Best known for its ability to transform simmering pots of sugared fruit into marmalades and jams, pectin is a major constituent of plant cell walls and the middle lamella, the sticky layer that glues neighboring plant cells together. Pectin imparts strength and elasticity to the plant and forms a protective barrier against the environment. Several different kinds of pectic compounds combine to form pectin. The relative proportion of each of these depends on the plant species, location within the plant, and environment. Pectic compounds decorated with β-1,4-galactan (a chain of six-carbon sugars) are of considerable interest to the biofuels industry, because six-carbon sugars are readily converted into ethanol (biofuel) by fermenting microorganisms. A new study published in The Plant Cell reveals a novel enzyme involved in the production of β-1,4-galactans. This enzyme may be used to engineer plants with more desirable attributes for conversion to biofuel.
The major enzymes that catalyze pectin production are hard to pin down. Close to 70 enzymes are predicted to underlie pectin synthesis in plants; only about three of these have been identified definitively.
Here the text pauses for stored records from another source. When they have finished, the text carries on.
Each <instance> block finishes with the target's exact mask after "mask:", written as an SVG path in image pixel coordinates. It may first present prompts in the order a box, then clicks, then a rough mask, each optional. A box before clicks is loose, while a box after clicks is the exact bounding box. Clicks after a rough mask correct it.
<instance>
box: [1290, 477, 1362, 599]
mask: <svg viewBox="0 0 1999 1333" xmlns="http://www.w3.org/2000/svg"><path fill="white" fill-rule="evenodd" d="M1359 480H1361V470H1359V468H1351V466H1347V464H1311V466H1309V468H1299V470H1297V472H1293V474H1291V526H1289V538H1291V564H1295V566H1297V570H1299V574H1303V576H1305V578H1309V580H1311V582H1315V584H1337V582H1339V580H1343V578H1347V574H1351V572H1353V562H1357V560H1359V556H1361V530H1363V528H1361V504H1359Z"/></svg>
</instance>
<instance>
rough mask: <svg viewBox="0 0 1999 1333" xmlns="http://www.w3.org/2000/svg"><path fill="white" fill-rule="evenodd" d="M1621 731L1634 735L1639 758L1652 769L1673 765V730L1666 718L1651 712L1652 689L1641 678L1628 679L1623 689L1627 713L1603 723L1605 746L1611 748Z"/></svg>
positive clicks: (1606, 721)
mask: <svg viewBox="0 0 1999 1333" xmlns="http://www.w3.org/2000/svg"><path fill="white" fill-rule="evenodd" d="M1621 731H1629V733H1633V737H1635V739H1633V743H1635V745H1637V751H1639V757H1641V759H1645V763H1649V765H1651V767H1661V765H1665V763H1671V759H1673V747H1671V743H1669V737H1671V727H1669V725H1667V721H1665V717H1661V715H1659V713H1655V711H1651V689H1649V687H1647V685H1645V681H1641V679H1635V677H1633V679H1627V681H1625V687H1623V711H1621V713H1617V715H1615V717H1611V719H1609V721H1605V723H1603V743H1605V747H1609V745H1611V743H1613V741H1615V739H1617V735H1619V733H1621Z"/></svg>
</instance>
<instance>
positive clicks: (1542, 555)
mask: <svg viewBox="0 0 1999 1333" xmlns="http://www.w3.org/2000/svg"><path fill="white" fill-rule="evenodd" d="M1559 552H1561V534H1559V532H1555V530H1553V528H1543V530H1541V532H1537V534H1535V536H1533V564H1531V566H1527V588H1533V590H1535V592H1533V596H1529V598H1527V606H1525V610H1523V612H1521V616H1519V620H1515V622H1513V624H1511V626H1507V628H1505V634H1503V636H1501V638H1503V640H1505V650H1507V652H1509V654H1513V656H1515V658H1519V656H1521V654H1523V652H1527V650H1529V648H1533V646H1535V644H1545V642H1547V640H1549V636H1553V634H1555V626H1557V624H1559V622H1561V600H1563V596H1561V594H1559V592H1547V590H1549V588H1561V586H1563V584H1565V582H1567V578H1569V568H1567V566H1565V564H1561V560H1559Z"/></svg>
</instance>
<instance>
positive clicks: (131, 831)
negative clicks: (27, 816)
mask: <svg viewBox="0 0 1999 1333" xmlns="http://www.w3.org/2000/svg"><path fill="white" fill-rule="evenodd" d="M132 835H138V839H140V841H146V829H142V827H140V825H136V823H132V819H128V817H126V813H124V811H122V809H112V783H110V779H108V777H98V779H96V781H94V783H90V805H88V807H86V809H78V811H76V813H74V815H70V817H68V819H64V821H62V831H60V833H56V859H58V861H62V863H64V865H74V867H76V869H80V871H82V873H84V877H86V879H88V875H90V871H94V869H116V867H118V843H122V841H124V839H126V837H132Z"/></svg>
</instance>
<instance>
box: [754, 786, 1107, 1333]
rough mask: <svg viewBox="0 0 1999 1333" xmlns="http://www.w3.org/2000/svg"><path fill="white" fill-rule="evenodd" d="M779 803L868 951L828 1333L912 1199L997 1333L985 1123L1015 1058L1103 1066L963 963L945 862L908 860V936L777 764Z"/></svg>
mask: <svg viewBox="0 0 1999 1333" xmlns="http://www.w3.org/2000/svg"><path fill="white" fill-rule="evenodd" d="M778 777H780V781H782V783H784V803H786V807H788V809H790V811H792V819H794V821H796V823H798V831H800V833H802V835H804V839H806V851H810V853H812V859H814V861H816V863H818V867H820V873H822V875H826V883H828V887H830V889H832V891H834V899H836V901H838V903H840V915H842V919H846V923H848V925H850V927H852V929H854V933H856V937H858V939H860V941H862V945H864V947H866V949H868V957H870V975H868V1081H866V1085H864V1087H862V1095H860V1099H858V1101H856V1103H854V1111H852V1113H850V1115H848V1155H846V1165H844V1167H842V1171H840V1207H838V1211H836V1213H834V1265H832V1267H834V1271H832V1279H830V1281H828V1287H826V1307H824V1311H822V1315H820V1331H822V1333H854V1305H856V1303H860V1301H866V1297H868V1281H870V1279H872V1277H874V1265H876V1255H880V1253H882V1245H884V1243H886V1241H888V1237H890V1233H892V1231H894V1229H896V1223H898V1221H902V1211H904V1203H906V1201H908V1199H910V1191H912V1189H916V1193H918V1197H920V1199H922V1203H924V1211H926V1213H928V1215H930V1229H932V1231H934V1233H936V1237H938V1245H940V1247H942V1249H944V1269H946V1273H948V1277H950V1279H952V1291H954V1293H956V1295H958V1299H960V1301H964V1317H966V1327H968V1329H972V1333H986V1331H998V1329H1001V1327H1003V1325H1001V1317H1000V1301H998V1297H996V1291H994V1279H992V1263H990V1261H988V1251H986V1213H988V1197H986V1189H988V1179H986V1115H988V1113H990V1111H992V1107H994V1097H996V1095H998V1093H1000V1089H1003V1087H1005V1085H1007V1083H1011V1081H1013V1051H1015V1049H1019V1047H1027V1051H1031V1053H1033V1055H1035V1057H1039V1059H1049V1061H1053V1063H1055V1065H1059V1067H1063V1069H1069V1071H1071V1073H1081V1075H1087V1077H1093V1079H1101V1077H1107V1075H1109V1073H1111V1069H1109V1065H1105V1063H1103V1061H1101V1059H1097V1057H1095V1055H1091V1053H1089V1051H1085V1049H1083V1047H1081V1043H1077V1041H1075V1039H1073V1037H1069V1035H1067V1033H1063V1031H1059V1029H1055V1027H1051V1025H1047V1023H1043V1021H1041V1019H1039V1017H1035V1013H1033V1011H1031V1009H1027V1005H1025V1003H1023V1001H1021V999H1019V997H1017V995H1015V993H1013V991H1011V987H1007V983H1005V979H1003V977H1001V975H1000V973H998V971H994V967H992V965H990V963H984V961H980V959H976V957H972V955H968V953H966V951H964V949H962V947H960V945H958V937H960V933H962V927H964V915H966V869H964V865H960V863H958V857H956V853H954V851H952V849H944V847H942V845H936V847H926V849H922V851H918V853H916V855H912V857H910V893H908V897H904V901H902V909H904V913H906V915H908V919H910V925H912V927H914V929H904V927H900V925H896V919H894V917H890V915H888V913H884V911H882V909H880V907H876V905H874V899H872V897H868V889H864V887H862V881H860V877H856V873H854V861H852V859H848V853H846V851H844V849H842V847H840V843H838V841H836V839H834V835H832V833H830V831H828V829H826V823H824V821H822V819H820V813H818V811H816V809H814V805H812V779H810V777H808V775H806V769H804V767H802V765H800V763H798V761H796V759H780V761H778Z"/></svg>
Knowledge of these enzymes could be used to boost the production of pectins with desirable characteristics.
A team of researchers at the Joint BioEnergy Institute, University of California, Berkeley, and Technical University of Denmark set out to identify the enzymes that catalyze the production of β-1,4-galactan. They screened a database of enzymes for galactosyltransferases, the enzymes that link six-carbon galactose sugars into a chain. They found a family of proteins, named GT92, that are present in some animals and all plants sequenced to date. The authors found that mutations in each of the three genes encoding the GT92 proteins in the model plant Arabidopsis led to a reduction in β-1,4-galactan, whereas producing more of one of these proteins led to a 50% increase in β-1,4-galactan levels.
In many cases, modifying the composition of plant cell wall components leads to alterations in growth or stature. Strikingly, all of the plant lines overproducing this important six-carbon sugar appeared to be healthy. Biochemical tests of the enzymatic properties of purified Arabidopsis GT92 protein supported the hypothesis that GT92 proteins are important enzymes for β-1,4-galactan synthesis in plants. This means that crops engineered to produce increased levels of GT92 proteins might contain more easily fermentable sugars, thereby potentially boosting the efficiency of biofuel production.
According to lead scientist Henrik Scheller, “Bioenergy crops with high β-1,4-galactan content would have significant advantages for the biofuels industry and we now have the knowledge to specifically increase β-1,4-galactan content in the biomass of cell walls. This breakthrough was made possible by a collaboration involving members of the Feedstocks Division at JBEI and our collaborators in Denmark. We are very excited about this result and look forward to testing it in a bioenergy crop such as switchgrass or poplar trees.”